We have $r$ red, $w$ white, and $b$ blue. The first question you have is about the probability that all the red are drawn before any white are drawn.

Forget about the blues, they are irrelevant. Imagine that we only record whether a drawn ball is red and white. A blue is a non-event. All the red are drawn before any white if and only if the first $r$ recorded draws are red. There are $\binom{r+w}{r}$ equally likely records. Only $1$ of them is all red.

So our probability is $\dfrac{1}{\binom{r+w}{r}}$.

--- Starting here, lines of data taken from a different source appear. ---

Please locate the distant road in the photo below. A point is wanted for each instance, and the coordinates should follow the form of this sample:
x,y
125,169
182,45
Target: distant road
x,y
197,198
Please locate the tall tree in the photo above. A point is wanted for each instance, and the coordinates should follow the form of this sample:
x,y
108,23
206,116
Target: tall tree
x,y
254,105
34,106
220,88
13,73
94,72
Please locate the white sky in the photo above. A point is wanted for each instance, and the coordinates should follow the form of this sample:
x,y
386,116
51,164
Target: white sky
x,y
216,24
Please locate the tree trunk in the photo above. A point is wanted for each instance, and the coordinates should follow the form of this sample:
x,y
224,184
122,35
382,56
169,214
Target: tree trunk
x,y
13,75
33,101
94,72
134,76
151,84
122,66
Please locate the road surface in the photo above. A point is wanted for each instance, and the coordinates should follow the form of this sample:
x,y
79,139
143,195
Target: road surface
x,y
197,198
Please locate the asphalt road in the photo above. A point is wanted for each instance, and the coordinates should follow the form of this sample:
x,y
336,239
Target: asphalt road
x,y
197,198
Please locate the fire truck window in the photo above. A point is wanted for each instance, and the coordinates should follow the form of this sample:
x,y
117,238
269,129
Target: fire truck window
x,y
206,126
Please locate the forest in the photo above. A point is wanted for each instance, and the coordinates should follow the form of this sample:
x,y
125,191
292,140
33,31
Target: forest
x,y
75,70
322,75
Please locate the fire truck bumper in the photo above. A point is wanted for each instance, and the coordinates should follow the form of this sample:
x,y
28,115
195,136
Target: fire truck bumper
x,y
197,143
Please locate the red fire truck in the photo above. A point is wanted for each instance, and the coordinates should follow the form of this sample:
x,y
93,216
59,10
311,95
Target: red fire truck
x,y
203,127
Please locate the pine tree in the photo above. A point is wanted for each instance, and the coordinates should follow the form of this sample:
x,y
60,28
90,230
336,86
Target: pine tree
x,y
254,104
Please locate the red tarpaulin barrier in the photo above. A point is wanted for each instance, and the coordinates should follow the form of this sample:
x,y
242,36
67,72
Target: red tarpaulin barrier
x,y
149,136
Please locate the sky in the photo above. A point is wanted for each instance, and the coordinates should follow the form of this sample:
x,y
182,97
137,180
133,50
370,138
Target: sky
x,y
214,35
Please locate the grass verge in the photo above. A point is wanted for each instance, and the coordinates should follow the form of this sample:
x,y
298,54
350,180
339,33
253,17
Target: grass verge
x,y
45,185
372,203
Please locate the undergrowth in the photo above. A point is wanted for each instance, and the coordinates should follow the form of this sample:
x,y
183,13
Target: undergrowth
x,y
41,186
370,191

For the "before $2$ white are drawn" the argument is similar. The event we are concerned with can happen in two ways: (i) all the red are drawn first or (ii) there is exactly one white in the first $r$ draws, and then a red (again, we can forget about the blues).

We have already found the probability of (i).

For the probability of (ii), the number of ways to draw $r-1$ red and $1$ white in the first $r$ recorded draws is $\binom{r}{r-1}\binom{w}{1}$. So the probability this has happened is $\frac{rw}{\binom{r+w}{r}}$. Given this happened, there are $w$ balls of significance left, of which one is red. Thus the probability of (ii) is $\frac{rw}{\binom{r+w}{r}}\frac{1}{w}=\frac{r}{\binom{r+w}{r}}$.

Add the probabilities of (i) and (ii).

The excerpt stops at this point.